Figure 5 illustrates the results of the tests performed by imposing consecutive changes of the bias current from 0.3 A to 0.7 A (d) and comparing the behavior of the displacement of the proposed OF-MPC (a) and of a simple MPC (b) which is based on the same formulation but with targets to the origin (i.e., ${\overline{x}}_t = {\overline{u}}_t = 0$, which means no knowledge about plant-model mismatch and disturbance forces). As stated before, both controllers have been designed on the base of a plant model that considers a bias current of 0.5 A. The displacement plot of Figure 5a shows that the OF-MPC compensates for the plant-model mismatch very effectively, providing, at the same time, an estimation of the disturbance force (c). However, from Figure 5b, an offset in the displacement is always present with the MPC controller, even when bias current is the designed one.

The aim of the last set of tests is to evaluate the correctness of the load variation estimation. The tests are performed as illustrated in Figure 6 by applying known values of force to the system by means of direct weights $\left(L\right)$ acting on the arm by means of a pulley and a piece of string.

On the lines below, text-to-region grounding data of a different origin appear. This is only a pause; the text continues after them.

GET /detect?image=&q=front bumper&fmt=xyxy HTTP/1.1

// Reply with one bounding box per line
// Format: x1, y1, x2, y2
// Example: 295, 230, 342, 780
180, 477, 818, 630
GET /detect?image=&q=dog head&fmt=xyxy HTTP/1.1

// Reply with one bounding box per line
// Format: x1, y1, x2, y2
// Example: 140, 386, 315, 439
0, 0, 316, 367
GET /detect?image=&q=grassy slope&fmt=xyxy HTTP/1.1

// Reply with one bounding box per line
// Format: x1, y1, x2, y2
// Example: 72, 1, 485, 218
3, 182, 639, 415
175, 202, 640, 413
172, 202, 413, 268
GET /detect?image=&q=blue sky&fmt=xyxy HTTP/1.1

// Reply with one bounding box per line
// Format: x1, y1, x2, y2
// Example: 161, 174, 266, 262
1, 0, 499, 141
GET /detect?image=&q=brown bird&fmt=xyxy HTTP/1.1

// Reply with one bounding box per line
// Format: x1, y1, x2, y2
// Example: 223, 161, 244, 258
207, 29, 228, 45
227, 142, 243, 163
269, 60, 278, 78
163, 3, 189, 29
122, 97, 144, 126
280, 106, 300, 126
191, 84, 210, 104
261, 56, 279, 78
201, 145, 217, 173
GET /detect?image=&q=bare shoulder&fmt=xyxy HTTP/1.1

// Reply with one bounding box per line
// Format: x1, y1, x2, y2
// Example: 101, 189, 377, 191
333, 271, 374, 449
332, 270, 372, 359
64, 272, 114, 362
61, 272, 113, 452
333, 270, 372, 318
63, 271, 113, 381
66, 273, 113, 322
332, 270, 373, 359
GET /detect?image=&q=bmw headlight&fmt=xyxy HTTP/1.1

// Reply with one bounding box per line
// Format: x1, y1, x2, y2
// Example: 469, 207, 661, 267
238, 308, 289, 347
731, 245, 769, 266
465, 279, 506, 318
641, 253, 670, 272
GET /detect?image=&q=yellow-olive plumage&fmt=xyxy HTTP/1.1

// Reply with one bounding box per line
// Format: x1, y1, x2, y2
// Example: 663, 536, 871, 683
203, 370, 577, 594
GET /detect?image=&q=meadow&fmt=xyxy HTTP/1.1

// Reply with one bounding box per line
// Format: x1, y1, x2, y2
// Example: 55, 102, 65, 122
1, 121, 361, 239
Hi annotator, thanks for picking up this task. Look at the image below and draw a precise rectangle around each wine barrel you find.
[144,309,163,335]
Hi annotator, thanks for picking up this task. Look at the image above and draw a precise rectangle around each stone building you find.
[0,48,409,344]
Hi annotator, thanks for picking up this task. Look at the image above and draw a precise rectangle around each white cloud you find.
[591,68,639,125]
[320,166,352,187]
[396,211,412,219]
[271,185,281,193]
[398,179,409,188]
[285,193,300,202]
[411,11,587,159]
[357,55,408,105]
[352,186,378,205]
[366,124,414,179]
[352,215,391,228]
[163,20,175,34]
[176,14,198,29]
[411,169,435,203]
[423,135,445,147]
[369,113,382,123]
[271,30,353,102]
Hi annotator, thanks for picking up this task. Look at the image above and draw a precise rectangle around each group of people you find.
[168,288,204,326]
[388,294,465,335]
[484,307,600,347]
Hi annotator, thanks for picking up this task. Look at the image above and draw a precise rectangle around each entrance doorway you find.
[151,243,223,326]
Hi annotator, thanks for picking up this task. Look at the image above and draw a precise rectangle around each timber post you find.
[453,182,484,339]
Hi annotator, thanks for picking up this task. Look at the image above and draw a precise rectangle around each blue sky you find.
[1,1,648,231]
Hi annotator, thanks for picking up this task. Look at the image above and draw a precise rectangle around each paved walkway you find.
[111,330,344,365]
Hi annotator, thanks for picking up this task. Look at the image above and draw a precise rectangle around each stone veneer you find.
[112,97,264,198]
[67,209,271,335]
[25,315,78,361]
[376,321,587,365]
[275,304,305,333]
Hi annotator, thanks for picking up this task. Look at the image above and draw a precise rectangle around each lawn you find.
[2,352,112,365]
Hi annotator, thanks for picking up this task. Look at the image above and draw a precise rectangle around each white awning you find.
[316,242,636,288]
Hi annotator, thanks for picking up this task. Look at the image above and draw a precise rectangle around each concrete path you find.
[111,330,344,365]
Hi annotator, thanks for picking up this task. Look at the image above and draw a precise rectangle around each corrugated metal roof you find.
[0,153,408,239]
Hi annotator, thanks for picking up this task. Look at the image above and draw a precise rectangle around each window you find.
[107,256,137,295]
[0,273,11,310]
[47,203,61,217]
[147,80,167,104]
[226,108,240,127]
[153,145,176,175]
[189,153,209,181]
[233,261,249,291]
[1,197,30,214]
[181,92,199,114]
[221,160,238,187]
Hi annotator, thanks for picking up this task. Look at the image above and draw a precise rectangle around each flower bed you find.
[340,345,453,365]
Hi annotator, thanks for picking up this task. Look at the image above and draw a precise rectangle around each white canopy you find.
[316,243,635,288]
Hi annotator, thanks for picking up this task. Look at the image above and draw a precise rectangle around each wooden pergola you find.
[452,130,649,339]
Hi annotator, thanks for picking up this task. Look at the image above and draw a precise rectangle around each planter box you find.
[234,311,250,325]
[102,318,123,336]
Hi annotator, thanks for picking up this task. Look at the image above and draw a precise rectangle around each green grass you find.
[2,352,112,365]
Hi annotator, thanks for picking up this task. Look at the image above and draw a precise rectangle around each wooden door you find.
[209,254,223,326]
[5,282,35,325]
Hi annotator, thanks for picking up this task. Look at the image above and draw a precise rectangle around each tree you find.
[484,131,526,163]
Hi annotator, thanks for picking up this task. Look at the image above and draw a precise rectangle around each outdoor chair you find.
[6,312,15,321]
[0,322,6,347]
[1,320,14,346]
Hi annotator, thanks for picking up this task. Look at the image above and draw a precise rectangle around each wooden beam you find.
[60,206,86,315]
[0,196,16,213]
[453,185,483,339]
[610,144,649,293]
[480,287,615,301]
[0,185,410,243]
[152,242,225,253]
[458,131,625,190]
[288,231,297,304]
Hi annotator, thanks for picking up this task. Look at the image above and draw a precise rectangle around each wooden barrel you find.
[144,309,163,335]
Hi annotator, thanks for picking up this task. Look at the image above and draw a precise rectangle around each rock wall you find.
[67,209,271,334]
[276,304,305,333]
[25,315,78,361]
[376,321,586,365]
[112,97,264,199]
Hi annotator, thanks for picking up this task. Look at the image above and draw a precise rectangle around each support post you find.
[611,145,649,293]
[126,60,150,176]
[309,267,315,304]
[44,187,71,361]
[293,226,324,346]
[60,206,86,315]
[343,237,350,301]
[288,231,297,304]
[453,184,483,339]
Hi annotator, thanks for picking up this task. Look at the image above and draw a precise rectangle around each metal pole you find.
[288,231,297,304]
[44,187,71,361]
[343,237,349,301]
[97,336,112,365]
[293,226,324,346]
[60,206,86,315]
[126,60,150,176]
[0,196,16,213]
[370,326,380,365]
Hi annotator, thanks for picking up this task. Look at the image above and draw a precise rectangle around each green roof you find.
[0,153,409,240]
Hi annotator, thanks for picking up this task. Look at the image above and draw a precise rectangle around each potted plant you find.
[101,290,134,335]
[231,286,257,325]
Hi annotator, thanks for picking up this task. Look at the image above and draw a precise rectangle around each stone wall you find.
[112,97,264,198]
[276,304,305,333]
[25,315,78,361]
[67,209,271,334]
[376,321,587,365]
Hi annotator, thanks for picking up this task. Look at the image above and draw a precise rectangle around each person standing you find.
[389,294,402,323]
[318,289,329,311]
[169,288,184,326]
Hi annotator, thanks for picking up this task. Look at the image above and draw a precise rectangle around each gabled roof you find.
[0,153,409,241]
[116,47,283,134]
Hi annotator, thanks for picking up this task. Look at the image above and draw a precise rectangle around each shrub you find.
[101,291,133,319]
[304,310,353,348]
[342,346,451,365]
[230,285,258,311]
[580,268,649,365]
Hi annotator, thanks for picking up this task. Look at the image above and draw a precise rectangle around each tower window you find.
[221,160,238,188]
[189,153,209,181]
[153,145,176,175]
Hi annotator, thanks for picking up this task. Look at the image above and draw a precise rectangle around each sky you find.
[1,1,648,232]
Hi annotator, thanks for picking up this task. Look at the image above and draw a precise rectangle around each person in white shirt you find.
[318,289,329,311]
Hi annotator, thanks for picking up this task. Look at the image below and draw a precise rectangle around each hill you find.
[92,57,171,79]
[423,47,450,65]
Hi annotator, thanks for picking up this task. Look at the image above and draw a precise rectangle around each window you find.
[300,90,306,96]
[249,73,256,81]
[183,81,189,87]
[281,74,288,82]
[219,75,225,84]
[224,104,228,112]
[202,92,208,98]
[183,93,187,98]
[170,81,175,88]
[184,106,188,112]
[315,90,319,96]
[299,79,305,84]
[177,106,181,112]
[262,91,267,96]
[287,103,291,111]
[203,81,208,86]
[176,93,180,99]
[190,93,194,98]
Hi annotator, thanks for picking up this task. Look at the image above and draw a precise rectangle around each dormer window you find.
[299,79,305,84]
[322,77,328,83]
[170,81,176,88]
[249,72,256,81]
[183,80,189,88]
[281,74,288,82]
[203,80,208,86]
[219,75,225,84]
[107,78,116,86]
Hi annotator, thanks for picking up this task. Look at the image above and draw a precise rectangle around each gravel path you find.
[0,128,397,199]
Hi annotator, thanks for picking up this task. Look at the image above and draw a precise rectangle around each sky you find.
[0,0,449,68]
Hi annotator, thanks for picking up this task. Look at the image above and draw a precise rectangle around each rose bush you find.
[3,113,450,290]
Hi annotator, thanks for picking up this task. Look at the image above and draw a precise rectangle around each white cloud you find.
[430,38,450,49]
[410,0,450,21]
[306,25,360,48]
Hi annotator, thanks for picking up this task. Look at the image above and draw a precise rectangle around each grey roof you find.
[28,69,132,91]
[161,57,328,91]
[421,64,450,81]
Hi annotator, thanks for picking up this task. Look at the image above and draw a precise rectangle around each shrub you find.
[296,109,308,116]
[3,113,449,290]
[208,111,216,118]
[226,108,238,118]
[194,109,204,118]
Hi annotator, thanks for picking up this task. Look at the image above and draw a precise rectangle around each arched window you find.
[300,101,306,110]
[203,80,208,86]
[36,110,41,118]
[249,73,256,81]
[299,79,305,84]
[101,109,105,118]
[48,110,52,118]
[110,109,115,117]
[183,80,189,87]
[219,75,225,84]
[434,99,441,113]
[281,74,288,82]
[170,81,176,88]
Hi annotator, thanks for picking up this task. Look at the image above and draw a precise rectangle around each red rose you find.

Figure 7 shows the estimation performance comparing the estimated force (solid line) with the applied force (dashed line). The precision of the estimation is around 97% until the control current is lower than the bias current (0.5 A) and decreases down to 90% when one electromagnet is switched off. It is worth noticing that if the disturbance requires switching off one electromagnet (the control current is higher than the bias current), the system is not working in linear differential mode anymore and the electromagnets work in a nonlinear range, even in the nominal position. The force estimation is still acceptable even under these conditions, and this shows the good performance of the proposed strategy, even in a nonlinear operating range.

6. Conclusions

In this paper, the application of linear Offset-Free Model Predictive Control (OF-MPC) to a single-axis active magnetic bearing system has been presented. The proposed method is based on a disturbance observer with an augmented plant model including an input disturbance estimation. The proposed technique allows the well-known advantages of MPC to be exploited and, at the same time, the effect of plant-model mismatch in the reference tracking to be overcome. This architecture allows the real-time estimation of the low-frequency disturbance applied to the system. This last property is of great interest in industrial applications like compressors and blowers, where keeping the reference position is critical to insuring the system functionality, even when the axial load changes according to the operating conditions. The modeling and control design have been described and validated experimentally for a single-axis AMB system with a set of tests that demonstrate the effectiveness of the approach in terms of reference tracking with the cancellation of plant-model mismatch effects and estimation of low-frequency disturbances and load variations.